We believe that sustainable agility, that is, continuous adaptation to the needs of the environment, enables organizations to succeed in a low-growth and high complexity environment.

We know that, more than the idyllic description of desired practices, what matters and what is difficult is that the organization engages in a learning process of these agile practices over time.

By our own practice and helping others in their practices, we found values ​​and principles that, when shared, help organizations transition to organizational agility.

Values

Through this work, we have come to value:

  • Creating value over blind cost cutting,
  • Continuous adaptation to the needs of the environment over entrenchment on what has been done so far, and is mastered,
  • Teams and collective intelligence over standardized processes and control tools,
  • Cooperation with stakeholders over power relationship,
  • Responding to change in order to deliver value over following a plan,
  • Diversity of approaches over standardization of practices,
  • Learning iterations over a linear sequence.

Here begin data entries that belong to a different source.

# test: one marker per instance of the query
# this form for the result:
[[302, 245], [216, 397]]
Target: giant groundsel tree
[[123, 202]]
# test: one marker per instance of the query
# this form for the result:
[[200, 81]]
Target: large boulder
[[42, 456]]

While there is value in the items on the right, we value the items on the left more.

Principles

In our actions, we respect the following principles:

  1. The organization has an explicit purpose, that is shared and gives meaning to the actions of each individual.
  2. Teams deliver and cooperate.
  3. Each team member is individually accountable for developing their skills and collectively accountable for delivering results.
  4. The experts serve those who produce. Those who produce make the decisions.
  5. The organization adapts thanks to rapid and frequent feedback sessions.
  6. Any action takes into account the maturity of the individuals and of the organization, and makes maturity grow.
  7. The organization favors the voluntary commitment of the individuals.
  8. Each team self-organizes to achieve the expected results. People are not planned, they are planning.
  9. The action is paced by rare, respected rituals that focus on value.
  10. The controversy is the most effective way to facilitate collective learning.
  11. The individuals agree on the next step and start taking action immediately, without waiting to reach agreement on a long-term detailed plan.
  12. An explicit information repository, known to all, enables decision making at the deepest possible level.
  13. The organization distributes signs of recognition that are consistent with value delivery and agile practices.
  14. The organization sanctions shortcomings and enforces discipline.

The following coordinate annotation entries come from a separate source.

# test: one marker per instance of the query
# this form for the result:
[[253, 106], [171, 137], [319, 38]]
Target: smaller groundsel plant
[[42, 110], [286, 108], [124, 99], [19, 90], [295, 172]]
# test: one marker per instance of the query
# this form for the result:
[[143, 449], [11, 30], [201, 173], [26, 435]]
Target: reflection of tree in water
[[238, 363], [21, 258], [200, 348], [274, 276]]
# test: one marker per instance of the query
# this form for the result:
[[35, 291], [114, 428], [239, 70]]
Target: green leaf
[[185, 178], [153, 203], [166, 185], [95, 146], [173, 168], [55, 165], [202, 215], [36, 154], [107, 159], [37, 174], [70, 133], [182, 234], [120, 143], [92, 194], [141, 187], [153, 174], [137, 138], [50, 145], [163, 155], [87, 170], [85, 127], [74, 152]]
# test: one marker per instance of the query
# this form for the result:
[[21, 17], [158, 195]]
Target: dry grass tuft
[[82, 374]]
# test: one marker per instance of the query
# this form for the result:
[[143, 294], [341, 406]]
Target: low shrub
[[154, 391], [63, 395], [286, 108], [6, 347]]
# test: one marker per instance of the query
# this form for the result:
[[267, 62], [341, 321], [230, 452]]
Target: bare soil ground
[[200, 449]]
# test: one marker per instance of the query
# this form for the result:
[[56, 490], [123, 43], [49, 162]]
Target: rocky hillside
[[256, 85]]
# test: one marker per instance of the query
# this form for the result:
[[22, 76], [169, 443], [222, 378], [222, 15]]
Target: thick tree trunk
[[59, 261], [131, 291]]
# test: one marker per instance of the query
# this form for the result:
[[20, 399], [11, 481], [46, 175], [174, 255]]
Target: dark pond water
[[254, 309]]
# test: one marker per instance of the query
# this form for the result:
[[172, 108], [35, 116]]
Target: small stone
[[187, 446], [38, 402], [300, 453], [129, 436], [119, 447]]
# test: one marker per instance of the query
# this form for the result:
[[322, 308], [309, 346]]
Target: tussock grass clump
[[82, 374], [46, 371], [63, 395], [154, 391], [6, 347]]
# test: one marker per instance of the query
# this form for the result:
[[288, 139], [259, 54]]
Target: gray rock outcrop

Text authored by Olivier d’Herbemont, Bruno Borghi, Frédéric Fleuret and Marlène Borghi.

This text is published according to the Creative Commons Attribution 4.0 International License.

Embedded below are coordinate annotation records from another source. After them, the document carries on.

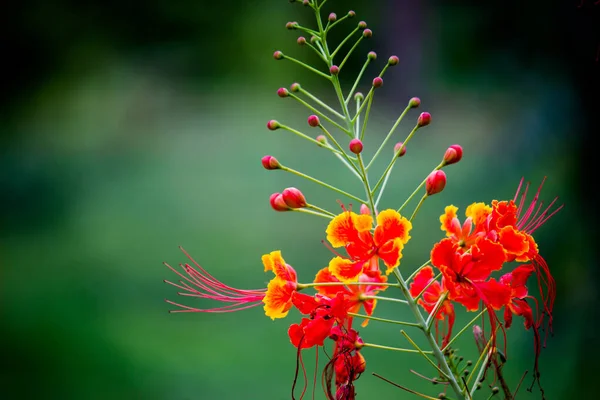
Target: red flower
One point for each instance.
(430, 297)
(353, 231)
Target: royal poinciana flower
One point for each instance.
(431, 292)
(356, 295)
(353, 231)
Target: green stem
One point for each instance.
(321, 103)
(443, 365)
(316, 71)
(389, 321)
(321, 210)
(378, 346)
(357, 81)
(395, 158)
(305, 104)
(418, 207)
(304, 136)
(343, 42)
(381, 298)
(390, 133)
(463, 330)
(328, 186)
(351, 51)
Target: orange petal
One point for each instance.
(325, 276)
(478, 212)
(274, 262)
(390, 226)
(278, 299)
(345, 270)
(447, 220)
(344, 228)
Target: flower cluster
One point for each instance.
(482, 264)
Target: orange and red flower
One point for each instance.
(353, 231)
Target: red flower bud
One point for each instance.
(277, 202)
(270, 163)
(435, 182)
(453, 154)
(424, 119)
(313, 121)
(355, 146)
(397, 149)
(273, 125)
(293, 198)
(414, 102)
(282, 92)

You can also read a version of this manifesto in French.

The celebration of the 20th anniversary of the Agile Manifesto motivated me to republish this Manifesto for Sustainable Agility, which I co-wrote in 2016, under the leadership of Olivier d’Herbemont.

Like the many manifestos that have been inspired by the Agile Manifesto, our manifesto can be read as a tribute to the clean form of the original manifesto and its extraordinary power.

Since 2001, many authors have emphasized that The Agile Manifesto offers a framework at the level of the team, but not really at the level of the company. With Olivier, we tried to explicit what can make an agile approach sustainable in a company, for any type of activity.

Indeed, we observed that too often companies experiment with an agile project and then fall back into their old reflexes, losing the benefits of agility. This manifesto for sustainable organizational agility has been designed as a checklist, allowing any company to assess itself. The preamble of the manifesto attempts to express how our focus is different from that of the Agile Manifesto.

To design and write this manifesto, Olivier set up a multidisciplinary team. Olivier comes from the world of change management; Frédéric was a manager of cement factories; Marlène and I, from the world of software engineering, were already applying, like many, the principles of the Agile Manifesto more than ten years before its publication. Hopefully, this diversity of backgrounds has allowed us to avoid the trap of addressing only the world of IT.